The Fantastic Four’s big screen iterations have long been a joke. Even as more outlandish characters successfully took their spandex from page to screen, no one could figure out how to make these super nerds cinematic. There’s no obvious reason for this. They’re no more ludicrous than a web-slinging teen or a bat-inspired millionaire with unresolved trauma. They’re just four astronauts who got various powers from cosmic rays, so they moved in together and occasionally saved the world.
Okay, they’re a little hokey, especially with their art deco, retro-futuristic aesthetic that feels like it walked out of Disney’s Tomorrowland. But superhero films are an expansive genre now, where goofy lightness has a well-established place, and their move under the MCU’s tutelage puts them in a machine that can handle any flavor of superhero. Even with all this in its favor, though, The Fantastic Four: First Steps still feels like a risk, and you can feel the hesitation throughout its relatively brief runtime.
This is a remarkably scaled-back introduction for the MCU, taking you through a single encounter with one of the Fantastic Four’s arch-nemesis, Galactus. He’s a destroyer of worlds type, coming to consume Earth and everyone on it. There’s no complication to his plan. He’s so powerful he simply shows up and eats. The Fantastic Four and the audience know precisely what he’s going to do at all times, and they know what they have to do to save themselves.
To introduce you to the heroes’ personal sides, two of the members, Reed Richards (Pedro Pascal) and Sue Storm (Vanessa Kirby), are about to have a kid. The happy news is announced at the beginning of the film, and the rest of the group, Sue’s brother Johnny Storm (Joseph Quinn) and Reed’s friend Ben Grimm (Ebon Moss-Bachrach), are ecstatic. In a refreshing turn, this doesn’t exclude Sue from their adventures. Reed modifies her space suit so she can confront Galactus with the rest of them. Unfortunately, Galactus locks onto the child as his successor.
The bones of First Steps are good, setting itself up with both a worldwide and personal threat. If you aren’t looking too closely, you may mistake those bones for the final product. They keep everything on the rails, but the film never does more than limp along its route.
For a relatively lighthearted MCU film, this has a remarkable lack of fun. Director Matt Shakman doesn’t commit to the film’s off-kilter elements, leaving it all feeling half-baked and thrown together. The excellent production design nails the retro-futuristic vibe, even incorporating so many shades of blue that the heroes’ gaudy costumes don’t stick out. But within this distinctive feature is a soul-sucking lack of characterization and events, stranding the actors and the viewers in a story that lacks proper plot beats.

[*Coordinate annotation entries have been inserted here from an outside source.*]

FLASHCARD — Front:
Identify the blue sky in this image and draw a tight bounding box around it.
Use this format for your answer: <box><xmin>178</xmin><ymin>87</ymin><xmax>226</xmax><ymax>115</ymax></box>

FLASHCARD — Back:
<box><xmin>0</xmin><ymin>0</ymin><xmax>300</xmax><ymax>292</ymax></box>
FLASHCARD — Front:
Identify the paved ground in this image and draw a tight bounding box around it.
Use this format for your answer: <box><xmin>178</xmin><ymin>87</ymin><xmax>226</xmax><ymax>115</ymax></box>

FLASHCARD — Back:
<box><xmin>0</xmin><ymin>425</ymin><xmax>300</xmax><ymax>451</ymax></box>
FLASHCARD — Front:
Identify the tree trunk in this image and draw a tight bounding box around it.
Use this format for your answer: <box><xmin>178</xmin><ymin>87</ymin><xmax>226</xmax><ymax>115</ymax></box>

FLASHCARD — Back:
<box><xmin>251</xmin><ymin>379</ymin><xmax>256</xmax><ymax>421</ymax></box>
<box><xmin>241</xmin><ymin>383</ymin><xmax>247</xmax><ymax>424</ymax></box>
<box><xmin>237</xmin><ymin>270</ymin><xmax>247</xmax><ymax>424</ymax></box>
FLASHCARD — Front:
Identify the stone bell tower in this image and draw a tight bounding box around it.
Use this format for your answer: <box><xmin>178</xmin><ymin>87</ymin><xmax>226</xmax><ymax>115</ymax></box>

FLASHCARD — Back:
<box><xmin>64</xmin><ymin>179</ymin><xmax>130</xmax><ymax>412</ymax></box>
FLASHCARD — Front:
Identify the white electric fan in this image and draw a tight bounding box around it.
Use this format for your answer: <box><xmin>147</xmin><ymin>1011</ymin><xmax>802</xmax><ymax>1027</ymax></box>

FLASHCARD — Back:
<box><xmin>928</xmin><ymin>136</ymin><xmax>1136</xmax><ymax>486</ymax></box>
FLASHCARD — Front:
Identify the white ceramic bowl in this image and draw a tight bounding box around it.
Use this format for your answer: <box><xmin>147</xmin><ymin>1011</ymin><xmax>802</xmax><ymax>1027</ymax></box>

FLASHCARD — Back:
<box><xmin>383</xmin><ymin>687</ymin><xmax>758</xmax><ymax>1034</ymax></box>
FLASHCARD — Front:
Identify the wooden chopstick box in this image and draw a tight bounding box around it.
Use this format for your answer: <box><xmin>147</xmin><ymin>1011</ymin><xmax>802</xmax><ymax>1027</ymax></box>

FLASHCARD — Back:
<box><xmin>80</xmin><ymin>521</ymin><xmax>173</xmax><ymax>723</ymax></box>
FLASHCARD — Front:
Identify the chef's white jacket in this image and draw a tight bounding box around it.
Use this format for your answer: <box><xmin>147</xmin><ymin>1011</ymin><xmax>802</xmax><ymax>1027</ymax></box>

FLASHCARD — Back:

Let’s deal with Galactus first. He’s so powerful that the Fantastic Four can’t fight him. He sends his messenger, the Silver Surfer (Julia Garner), to announce his intent, and they struggle to even handle her. They are thoroughly outmatched, which means we barely see their superpowers at all. Johnny Storm does his Human Torch thing to fly around some, but this doesn’t help them much and the film never seems to know what to do with everyone else. Grimm, who was turned into a strong guy with a rocky exterior, lifts a couple cars. Sue sometimes turns them invisible when they need to escape. And Reed, well, his stretchiness is so unhelpful the film doesn’t find any meaningful reason to include it. What the foursome can do to combat Galactus is trick him. They’re all smart, after all, especially Reed. But the film doesn’t even revel in that. The few times he’s shown working through a problem he’s either laughed at or his audience falls asleep. As if the film expects its audience to have the same reaction to intellectuals being intellectual, it fast forwards through the team solving the problem and simply has them state the solutions. Which would be fine if they could combat Galactus in any other way. But they can’t. Outwitting him is the only active way they can fight him, so without seeing them work through the problem, they don’t really have anything to do. It’s like a boxing match that ends after one punch. Great, there’s a winner, but where’s the actual fight?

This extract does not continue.